Thread: Checkpoint not retrying failed fsync?
This is only a preliminary report, I'm still trying to analyze what's going on, but: In doing testing on FreeBSD with a filesystem set up to induce errors controllably (using gconcat+gnop), I can get this to happen (on 11devel): (note that "mytable" is on a tablespace on the erroring filesystem, while "x" is on a clean filesystem) postgres=# insert into mytable values (-1); INSERT 0 1 postgres=# checkpoint; ERROR: checkpoint request failed HINT: Consult recent messages in the server log for details. postgres=# insert into x values (3); INSERT 0 1 postgres=# checkpoint; CHECKPOINT (the message in the server log is the expected one about fsync failing) Checking the WAL shows that there is indeed a checkpoint record for the second checkpoint and pg_control points to it, so a crash restart at this point would not try and replay the "mytable" write. Furthermore, checking the trace output from the checkpointer process, it is not even attempting an fsync of the failing file; this isn't like the Linux fsync issue, I've confirmed that fsync will repeatedly fail on the file until the underlying errors stop. As far as I can tell from reading the code, if a checkpoint fails the checkpointer is supposed to keep all the outstanding fsync requests for next time. Am I wrong, or is there some failure in the logic to do this? -- Andrew (irc:RhodiumToad)

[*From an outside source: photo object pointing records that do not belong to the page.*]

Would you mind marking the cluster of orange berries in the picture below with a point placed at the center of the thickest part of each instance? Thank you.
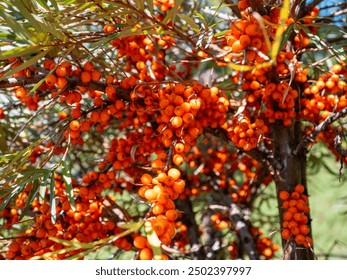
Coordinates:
(264, 245)
(220, 221)
(247, 44)
(295, 217)
(160, 192)
(83, 224)
(326, 95)
(164, 5)
(246, 135)
(280, 100)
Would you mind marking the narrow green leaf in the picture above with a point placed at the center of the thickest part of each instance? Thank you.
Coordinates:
(19, 51)
(3, 141)
(32, 194)
(55, 5)
(132, 226)
(139, 4)
(26, 64)
(202, 19)
(34, 22)
(15, 192)
(175, 10)
(44, 184)
(284, 13)
(150, 6)
(43, 4)
(239, 67)
(68, 184)
(286, 35)
(153, 241)
(52, 201)
(17, 28)
(189, 21)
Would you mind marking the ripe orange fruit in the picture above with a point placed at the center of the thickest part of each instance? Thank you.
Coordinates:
(174, 173)
(75, 125)
(146, 254)
(284, 195)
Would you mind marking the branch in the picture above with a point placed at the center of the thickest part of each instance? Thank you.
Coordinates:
(246, 238)
(188, 219)
(319, 128)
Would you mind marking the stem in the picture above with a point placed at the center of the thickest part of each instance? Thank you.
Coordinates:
(290, 172)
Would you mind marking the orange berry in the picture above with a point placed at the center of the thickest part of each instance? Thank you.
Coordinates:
(88, 66)
(171, 214)
(174, 173)
(284, 195)
(286, 234)
(177, 122)
(146, 179)
(75, 125)
(300, 239)
(140, 242)
(287, 216)
(86, 77)
(304, 229)
(61, 71)
(295, 195)
(146, 254)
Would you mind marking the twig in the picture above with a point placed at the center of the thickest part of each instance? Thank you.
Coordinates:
(319, 128)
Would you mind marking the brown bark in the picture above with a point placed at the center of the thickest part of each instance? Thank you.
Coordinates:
(290, 171)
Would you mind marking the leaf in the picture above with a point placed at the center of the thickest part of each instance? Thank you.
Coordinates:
(192, 24)
(265, 33)
(153, 241)
(284, 13)
(34, 22)
(68, 184)
(26, 64)
(135, 226)
(139, 4)
(19, 51)
(17, 28)
(150, 6)
(240, 67)
(52, 201)
(286, 35)
(202, 18)
(43, 186)
(43, 4)
(175, 9)
(3, 142)
(32, 194)
(15, 192)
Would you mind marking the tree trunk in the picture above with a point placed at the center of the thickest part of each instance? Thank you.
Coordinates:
(290, 171)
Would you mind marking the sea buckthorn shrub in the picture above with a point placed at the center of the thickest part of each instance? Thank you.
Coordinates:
(155, 135)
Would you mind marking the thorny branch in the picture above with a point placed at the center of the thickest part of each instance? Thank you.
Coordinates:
(319, 128)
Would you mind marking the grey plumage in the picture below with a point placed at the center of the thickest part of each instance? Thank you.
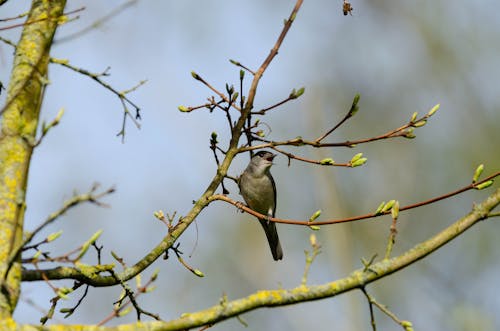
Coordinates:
(259, 191)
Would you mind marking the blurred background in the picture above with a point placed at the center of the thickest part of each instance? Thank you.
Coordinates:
(401, 56)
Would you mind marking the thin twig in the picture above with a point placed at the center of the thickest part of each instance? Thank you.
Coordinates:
(74, 201)
(241, 206)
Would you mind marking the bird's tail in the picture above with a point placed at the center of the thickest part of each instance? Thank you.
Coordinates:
(273, 239)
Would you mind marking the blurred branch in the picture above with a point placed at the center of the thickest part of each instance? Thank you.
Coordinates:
(91, 276)
(405, 131)
(76, 200)
(408, 326)
(120, 94)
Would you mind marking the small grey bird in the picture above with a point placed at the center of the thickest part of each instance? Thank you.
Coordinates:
(259, 191)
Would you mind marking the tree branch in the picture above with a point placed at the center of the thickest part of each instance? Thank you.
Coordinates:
(356, 280)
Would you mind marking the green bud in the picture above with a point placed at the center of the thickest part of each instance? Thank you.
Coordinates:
(195, 75)
(359, 162)
(235, 96)
(395, 210)
(414, 117)
(315, 215)
(433, 110)
(484, 185)
(155, 274)
(54, 236)
(356, 157)
(138, 280)
(419, 123)
(37, 255)
(388, 206)
(478, 172)
(354, 107)
(66, 310)
(63, 292)
(327, 161)
(59, 115)
(379, 208)
(198, 273)
(312, 240)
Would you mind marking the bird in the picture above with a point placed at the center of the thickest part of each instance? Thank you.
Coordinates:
(258, 189)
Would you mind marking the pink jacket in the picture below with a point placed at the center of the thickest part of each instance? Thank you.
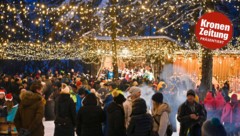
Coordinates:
(227, 113)
(209, 102)
(220, 102)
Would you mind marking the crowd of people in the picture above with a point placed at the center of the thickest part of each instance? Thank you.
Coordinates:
(82, 105)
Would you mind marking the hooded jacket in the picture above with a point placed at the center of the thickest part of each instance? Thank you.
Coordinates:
(209, 102)
(186, 122)
(161, 115)
(30, 114)
(90, 118)
(220, 102)
(116, 120)
(127, 105)
(141, 123)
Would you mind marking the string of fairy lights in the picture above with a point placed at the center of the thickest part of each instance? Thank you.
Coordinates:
(69, 31)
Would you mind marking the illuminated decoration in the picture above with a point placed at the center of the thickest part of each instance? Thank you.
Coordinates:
(82, 30)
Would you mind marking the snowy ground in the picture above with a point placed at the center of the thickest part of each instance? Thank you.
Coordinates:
(49, 128)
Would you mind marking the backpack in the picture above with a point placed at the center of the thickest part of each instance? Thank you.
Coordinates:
(169, 130)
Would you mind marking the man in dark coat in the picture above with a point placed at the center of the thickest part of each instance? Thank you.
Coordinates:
(141, 123)
(65, 113)
(115, 113)
(191, 116)
(90, 117)
(28, 119)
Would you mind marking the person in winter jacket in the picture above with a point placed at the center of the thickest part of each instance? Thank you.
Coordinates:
(213, 127)
(160, 113)
(11, 107)
(230, 115)
(76, 98)
(90, 117)
(28, 119)
(3, 111)
(115, 113)
(65, 112)
(141, 123)
(107, 102)
(191, 115)
(135, 93)
(220, 103)
(209, 103)
(225, 90)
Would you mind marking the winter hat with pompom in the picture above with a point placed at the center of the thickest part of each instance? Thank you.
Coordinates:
(9, 97)
(118, 97)
(65, 89)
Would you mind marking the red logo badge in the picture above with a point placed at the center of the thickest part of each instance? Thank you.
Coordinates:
(214, 30)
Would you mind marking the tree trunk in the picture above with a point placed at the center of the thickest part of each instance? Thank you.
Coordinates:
(207, 65)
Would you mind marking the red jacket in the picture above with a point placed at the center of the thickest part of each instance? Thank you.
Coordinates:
(219, 101)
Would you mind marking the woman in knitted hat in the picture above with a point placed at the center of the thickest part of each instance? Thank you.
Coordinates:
(65, 113)
(160, 113)
(11, 108)
(115, 114)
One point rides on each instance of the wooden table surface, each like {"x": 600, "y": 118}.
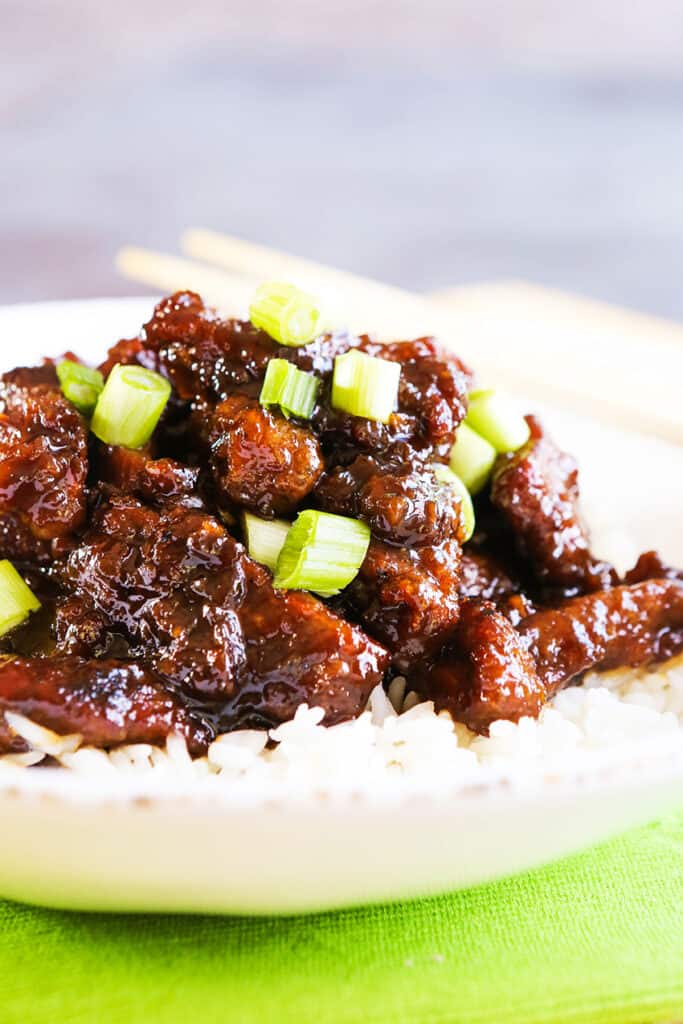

On Fri, Apr 6, 2018 at 10:16 AM, Andrew Gierth <andrew@tao11.riddles.org.uk> wrote: > Furthermore, checking the trace output from the checkpointer process, it > is not even attempting an fsync of the failing file; this isn't like the > Linux fsync issue, I've confirmed that fsync will repeatedly fail on the > file until the underlying errors stop. Thank you for confirming that! Now, how does one go about buying shares in FreeBSD? > As far as I can tell from reading the code, if a checkpoint fails the > checkpointer is supposed to keep all the outstanding fsync requests for > next time. Am I wrong, or is there some failure in the logic to do this? Yikes. I think this is suspicious: * The bitmap manipulations are slightly tricky, because we can call * AbsorbFsyncRequests() inside the loop and that could result in * bms_add_member() modifying and even re-palloc'ing the bitmapsets. * This is okay because we unlink each bitmapset from the hashtable * entry before scanning it. That means that any incoming fsync * requests will be processed now if they reach the table before we * begin to scan their fork. Why is it OK to unlink the bitmapset? We still need its contents, in the case that the fsync fails! -- Thomas Munro http://www.enterprisedb.com
>>>>> "Thomas" == Thomas Munro <thomas.munro@enterprisedb.com> writes: >> As far as I can tell from reading the code, if a checkpoint fails the >> checkpointer is supposed to keep all the outstanding fsync requests for >> next time. Am I wrong, or is there some failure in the logic to do this? Thomas> Yikes. I think this is suspicious: Yes, tracing through a checkpoint shows that this is clearly wrong. Thomas> Why is it OK to unlink the bitmapset? We still need its Thomas> contents, in the case that the fsync fails! Right. But I don't think just copying the value is sufficient; if a new bit was set while we were processing the old ones, how would we know which to clear? We couldn't just clear all the bits afterwards because then we might lose a request. -- Andrew (irc:RhodiumToad)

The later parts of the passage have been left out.